Je sors. Je sors dans la rue.

Fait froid. Fin de journée. Beaucoup de soleil. Heure d’été. Réchauffe. Fait quand même froid. Aurait dû mettre un pull ou T-shirt manche longue au lieu de T-shirt manche courte sous chemise. Aurait aussi dû prendre vrai manteau que truc long en cuir. Devrait rentrer me changer. Flemme. Je marche.
Je marche. Mes pieds sur le pavé.

Pourquoi est-ce que personne n’aime la musique que j’aime ? Elle est bien ; elle est vraiment bien, sous toutes les formes. Pas sur le pavé. J’écoute des tubes des années 90 en ce moment, tout le monde devrait être très content puisque c’était il n’y a pas longtemps. Remarque : pas mes écouteurs. Mets la main dans la poche droite du truc en cuir. Emmêlés. Les dénoue avec mes deux mains, mes quatre doigts. Pénible. Y arrive un peu. Y arrive mieux. Les accroche au téléphone, les mets dans les oreilles. Lance musique. Bonne cadence, accélérée. Je marche. Mes pieds sur le pavé au tempo doublé. Marche comme si je portais des talons. J’en porte en bottines. Puissance.
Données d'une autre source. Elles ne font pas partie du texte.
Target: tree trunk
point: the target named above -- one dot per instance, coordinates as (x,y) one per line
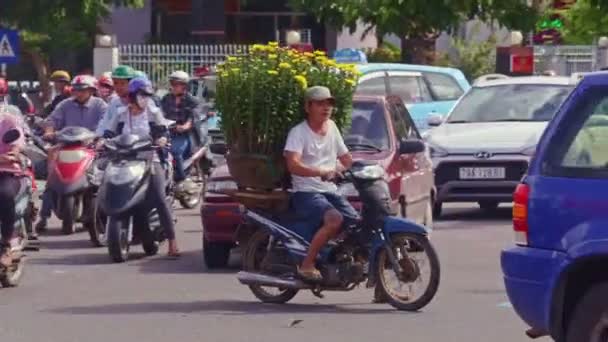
(418,50)
(41,65)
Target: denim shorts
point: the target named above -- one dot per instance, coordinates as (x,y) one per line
(310,208)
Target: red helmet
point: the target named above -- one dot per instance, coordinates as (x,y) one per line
(105,81)
(3,87)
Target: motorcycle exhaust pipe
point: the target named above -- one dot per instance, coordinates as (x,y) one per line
(250,278)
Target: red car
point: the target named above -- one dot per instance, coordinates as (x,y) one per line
(378,124)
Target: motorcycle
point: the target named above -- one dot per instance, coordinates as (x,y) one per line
(374,249)
(122,196)
(24,218)
(189,192)
(70,177)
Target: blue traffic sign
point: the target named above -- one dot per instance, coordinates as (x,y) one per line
(350,56)
(9,46)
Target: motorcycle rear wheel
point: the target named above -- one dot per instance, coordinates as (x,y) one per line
(254,254)
(118,239)
(413,243)
(12,276)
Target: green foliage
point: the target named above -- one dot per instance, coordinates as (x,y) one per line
(473,59)
(261,95)
(584,22)
(386,53)
(411,19)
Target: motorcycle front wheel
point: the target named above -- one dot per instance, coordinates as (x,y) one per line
(253,261)
(118,238)
(418,282)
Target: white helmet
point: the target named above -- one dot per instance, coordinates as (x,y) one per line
(179,76)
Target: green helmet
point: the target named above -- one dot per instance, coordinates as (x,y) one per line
(139,73)
(123,72)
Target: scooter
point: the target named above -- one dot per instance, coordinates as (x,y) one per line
(375,249)
(198,166)
(24,215)
(70,177)
(122,196)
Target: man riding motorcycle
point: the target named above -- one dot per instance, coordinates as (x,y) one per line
(82,110)
(13,180)
(144,120)
(312,150)
(61,82)
(121,75)
(5,106)
(182,108)
(105,88)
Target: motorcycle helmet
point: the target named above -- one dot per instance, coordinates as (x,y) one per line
(106,82)
(83,82)
(60,76)
(140,85)
(179,76)
(123,72)
(3,87)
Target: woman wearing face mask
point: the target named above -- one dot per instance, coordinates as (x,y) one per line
(139,118)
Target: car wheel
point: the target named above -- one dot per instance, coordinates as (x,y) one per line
(589,321)
(216,254)
(488,205)
(437,208)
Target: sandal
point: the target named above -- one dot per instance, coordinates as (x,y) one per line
(312,275)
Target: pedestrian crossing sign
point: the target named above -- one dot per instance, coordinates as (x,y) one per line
(9,47)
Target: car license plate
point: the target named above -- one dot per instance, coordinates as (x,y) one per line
(482,173)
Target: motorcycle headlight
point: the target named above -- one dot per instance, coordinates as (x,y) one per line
(529,151)
(219,186)
(119,174)
(369,172)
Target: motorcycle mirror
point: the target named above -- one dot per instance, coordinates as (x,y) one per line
(11,136)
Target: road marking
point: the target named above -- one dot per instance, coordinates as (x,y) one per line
(506,305)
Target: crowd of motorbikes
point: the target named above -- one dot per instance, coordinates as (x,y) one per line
(105,189)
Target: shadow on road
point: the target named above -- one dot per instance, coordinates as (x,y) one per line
(189,262)
(225,307)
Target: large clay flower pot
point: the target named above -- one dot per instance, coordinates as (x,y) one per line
(257,172)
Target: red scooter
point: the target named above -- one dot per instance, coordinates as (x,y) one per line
(71,178)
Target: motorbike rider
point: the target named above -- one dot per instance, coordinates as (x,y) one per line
(5,106)
(182,108)
(144,120)
(312,152)
(121,75)
(13,179)
(81,110)
(105,88)
(61,82)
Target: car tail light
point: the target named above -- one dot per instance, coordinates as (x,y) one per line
(520,214)
(71,156)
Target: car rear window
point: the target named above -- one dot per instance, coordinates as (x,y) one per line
(368,126)
(510,102)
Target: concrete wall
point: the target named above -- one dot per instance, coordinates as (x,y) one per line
(131,26)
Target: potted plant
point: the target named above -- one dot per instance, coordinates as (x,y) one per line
(260,96)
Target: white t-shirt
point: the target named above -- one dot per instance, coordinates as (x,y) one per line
(317,151)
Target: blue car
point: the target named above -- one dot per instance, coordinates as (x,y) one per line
(426,90)
(556,276)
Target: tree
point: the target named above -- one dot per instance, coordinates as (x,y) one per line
(419,22)
(49,26)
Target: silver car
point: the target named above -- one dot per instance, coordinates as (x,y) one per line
(481,150)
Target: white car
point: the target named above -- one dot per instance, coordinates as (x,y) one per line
(481,150)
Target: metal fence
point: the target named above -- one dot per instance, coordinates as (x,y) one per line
(158,61)
(566,59)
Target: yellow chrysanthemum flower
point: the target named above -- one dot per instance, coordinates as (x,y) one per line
(301,81)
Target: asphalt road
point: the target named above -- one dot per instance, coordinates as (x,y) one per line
(72,292)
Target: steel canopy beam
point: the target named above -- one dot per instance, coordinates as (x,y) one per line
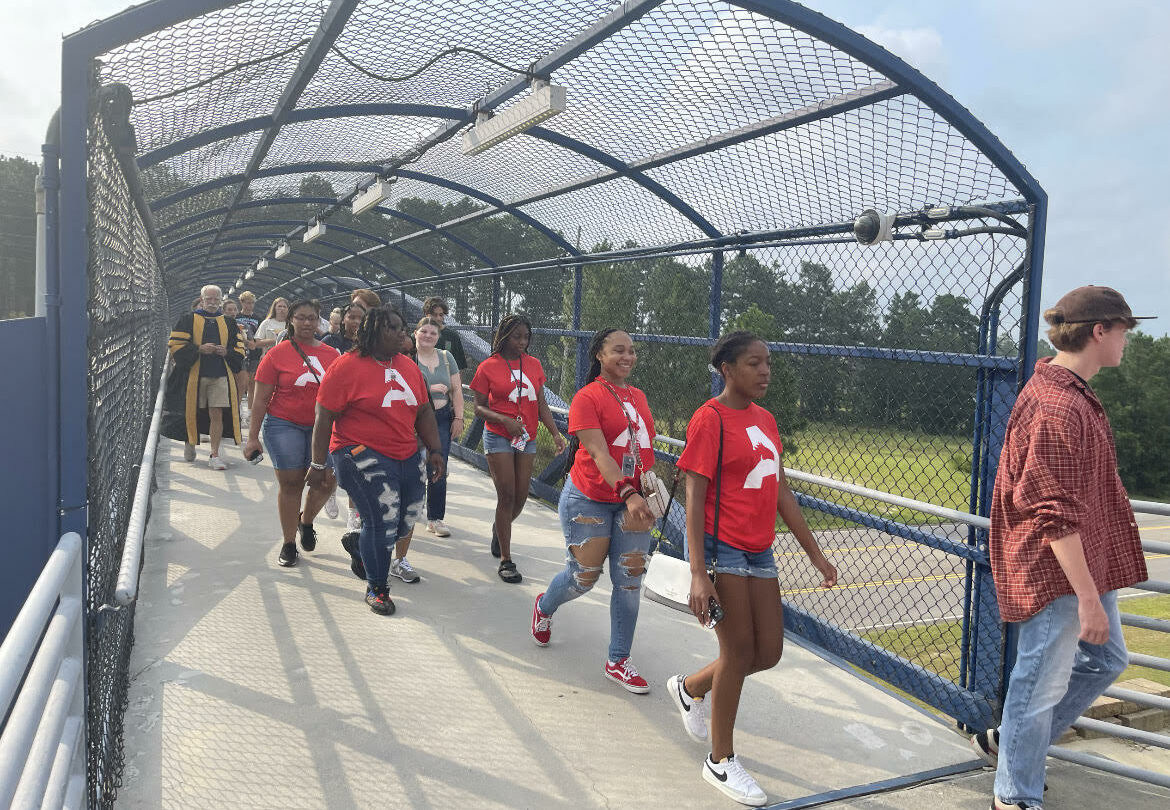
(331,26)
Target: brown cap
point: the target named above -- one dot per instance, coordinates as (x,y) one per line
(1092,304)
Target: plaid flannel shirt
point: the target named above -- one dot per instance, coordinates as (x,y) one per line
(1058,475)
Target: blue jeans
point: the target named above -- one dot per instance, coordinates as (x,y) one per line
(730,560)
(436,492)
(1054,680)
(387,494)
(582,520)
(288,444)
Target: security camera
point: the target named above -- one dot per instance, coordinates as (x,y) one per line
(874,226)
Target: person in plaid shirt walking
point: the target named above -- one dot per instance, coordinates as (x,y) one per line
(1062,542)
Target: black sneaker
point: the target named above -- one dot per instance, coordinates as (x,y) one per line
(379,601)
(350,542)
(288,556)
(308,536)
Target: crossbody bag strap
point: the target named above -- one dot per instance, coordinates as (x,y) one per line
(305,358)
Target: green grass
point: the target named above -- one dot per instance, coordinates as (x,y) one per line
(936,646)
(931,468)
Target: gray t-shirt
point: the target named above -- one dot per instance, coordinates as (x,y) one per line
(441,376)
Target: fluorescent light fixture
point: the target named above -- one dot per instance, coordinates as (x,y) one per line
(545,101)
(314,231)
(372,196)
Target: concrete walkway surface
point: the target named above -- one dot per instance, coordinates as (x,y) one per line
(255,686)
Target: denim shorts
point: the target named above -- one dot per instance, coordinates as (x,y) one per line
(737,562)
(494,443)
(289,445)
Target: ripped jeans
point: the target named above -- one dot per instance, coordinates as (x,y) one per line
(389,495)
(584,520)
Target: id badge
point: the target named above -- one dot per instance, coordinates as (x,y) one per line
(628,465)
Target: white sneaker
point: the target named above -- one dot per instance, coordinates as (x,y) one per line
(693,711)
(734,781)
(404,570)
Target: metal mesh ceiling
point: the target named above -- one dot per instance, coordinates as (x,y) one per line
(686,119)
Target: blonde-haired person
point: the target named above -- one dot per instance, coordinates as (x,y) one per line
(441,373)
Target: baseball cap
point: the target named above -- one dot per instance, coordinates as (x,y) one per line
(1093,304)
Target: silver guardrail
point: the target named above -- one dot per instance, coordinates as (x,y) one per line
(136,528)
(42,753)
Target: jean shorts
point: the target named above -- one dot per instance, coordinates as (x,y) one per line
(737,562)
(289,445)
(494,443)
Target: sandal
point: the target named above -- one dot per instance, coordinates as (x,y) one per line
(508,572)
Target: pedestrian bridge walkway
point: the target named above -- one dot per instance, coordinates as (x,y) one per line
(259,686)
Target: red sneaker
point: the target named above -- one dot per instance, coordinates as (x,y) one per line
(542,624)
(624,672)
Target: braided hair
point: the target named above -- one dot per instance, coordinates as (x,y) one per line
(509,324)
(372,324)
(729,348)
(594,349)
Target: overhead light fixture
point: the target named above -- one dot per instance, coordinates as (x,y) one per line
(544,102)
(314,231)
(874,226)
(376,193)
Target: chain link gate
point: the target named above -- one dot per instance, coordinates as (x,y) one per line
(128,323)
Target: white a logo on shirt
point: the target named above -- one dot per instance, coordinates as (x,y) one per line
(522,388)
(403,393)
(307,377)
(768,465)
(635,419)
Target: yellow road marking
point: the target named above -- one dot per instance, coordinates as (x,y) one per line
(878,583)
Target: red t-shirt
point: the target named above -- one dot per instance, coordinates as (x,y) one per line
(376,405)
(295,388)
(594,407)
(511,388)
(751,464)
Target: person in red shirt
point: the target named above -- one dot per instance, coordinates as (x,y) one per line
(1062,542)
(509,398)
(287,382)
(603,513)
(735,469)
(372,409)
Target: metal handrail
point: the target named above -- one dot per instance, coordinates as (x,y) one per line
(42,687)
(136,528)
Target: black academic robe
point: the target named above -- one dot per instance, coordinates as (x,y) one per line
(181,419)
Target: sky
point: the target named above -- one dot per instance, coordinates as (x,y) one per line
(1079,94)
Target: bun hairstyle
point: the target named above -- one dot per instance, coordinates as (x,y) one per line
(594,349)
(509,324)
(372,324)
(729,348)
(300,303)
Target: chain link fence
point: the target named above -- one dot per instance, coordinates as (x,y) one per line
(128,322)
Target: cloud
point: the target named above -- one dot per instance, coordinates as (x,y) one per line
(920,47)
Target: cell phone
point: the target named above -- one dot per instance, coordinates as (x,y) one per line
(714,613)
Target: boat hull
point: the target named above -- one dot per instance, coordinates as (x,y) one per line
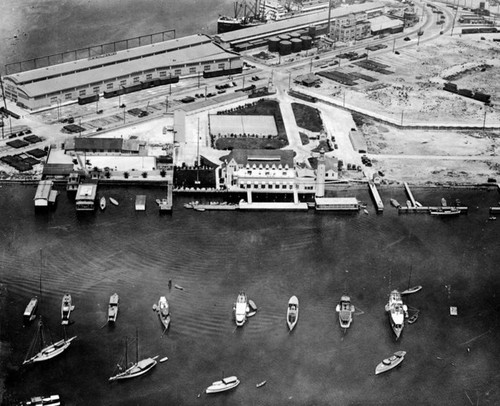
(51,351)
(292,314)
(138,369)
(224,385)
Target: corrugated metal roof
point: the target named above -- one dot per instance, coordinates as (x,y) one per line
(98,144)
(192,55)
(294,23)
(109,58)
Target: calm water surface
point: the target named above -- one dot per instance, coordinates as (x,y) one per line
(271,256)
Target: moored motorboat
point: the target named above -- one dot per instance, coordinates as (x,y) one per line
(395,203)
(223,385)
(397,312)
(240,309)
(452,212)
(391,362)
(345,310)
(113,307)
(30,311)
(53,400)
(414,289)
(292,312)
(163,312)
(66,308)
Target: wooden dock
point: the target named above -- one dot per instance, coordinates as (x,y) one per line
(376,197)
(428,209)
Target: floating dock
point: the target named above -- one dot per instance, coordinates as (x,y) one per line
(428,209)
(410,194)
(140,203)
(376,197)
(215,206)
(336,203)
(273,206)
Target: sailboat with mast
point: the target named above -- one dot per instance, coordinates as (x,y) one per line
(42,347)
(138,368)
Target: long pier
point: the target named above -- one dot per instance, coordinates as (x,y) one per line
(376,197)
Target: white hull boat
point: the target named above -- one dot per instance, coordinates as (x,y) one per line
(223,385)
(292,313)
(113,307)
(391,362)
(164,312)
(30,311)
(66,308)
(138,368)
(409,291)
(345,310)
(397,312)
(241,309)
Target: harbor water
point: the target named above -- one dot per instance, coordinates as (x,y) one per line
(213,255)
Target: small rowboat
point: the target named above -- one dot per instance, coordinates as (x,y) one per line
(390,362)
(414,289)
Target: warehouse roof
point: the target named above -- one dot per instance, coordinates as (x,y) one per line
(294,23)
(190,55)
(109,58)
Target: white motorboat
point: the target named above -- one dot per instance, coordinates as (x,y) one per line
(345,310)
(223,385)
(292,313)
(391,362)
(66,308)
(30,311)
(53,400)
(397,312)
(241,309)
(395,203)
(113,307)
(163,312)
(137,368)
(414,289)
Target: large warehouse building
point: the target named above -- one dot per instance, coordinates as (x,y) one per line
(120,72)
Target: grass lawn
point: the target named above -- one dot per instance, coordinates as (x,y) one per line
(260,108)
(307,117)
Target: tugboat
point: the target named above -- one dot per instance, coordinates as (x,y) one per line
(223,385)
(397,312)
(391,362)
(345,310)
(240,309)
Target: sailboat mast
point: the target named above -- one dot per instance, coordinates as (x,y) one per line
(136,346)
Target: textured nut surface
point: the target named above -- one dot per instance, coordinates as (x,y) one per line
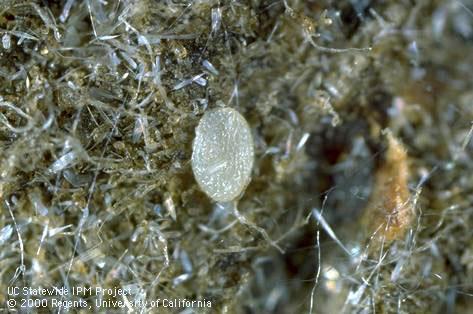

Pourquoi personne n’aime la musique que j’aime ?

Talons qui claquent. Entend pas, le sent. Génial. Tortille du cul. Personne voit sous le truc long en cuir. Prend portable, mets dans poche arrière pantalon, enlève truc long en cuir ; le jette. Claque sur sol, comme un fouet. Tortille du cul. Bouge des épaules. Puissance. Roi de la rue.

Génial.

Tout le monde me regarde. Hommes. Femmes. Groupe d’hommes. Femmes me regardent comme exceptionnel, bandant ou fabuleux. Hommes dégoûtés de rire, parfois de poing, rarement de faim. Je les tue tous. Craque leur mâchoire du plat de la main, éclate leurs faces leurs yeux de mes poings avec du sang dessus, les écrases avec mon sceptre ; je suis le roi. Je suis la puissance. Personne en peut me détrôner. Je ne les crains pas. Personne n’a le droit de me tuer. Je suis le seul. Et ce soir je suis le roi.

Nuit. Longue marche. Bar. Monde. Mêmes regards que les femmes. Même regards que les hommes. Les tuent aussi. Claque mes talons. Claque les portes battantes. Rentre.

La soirée peut commencer.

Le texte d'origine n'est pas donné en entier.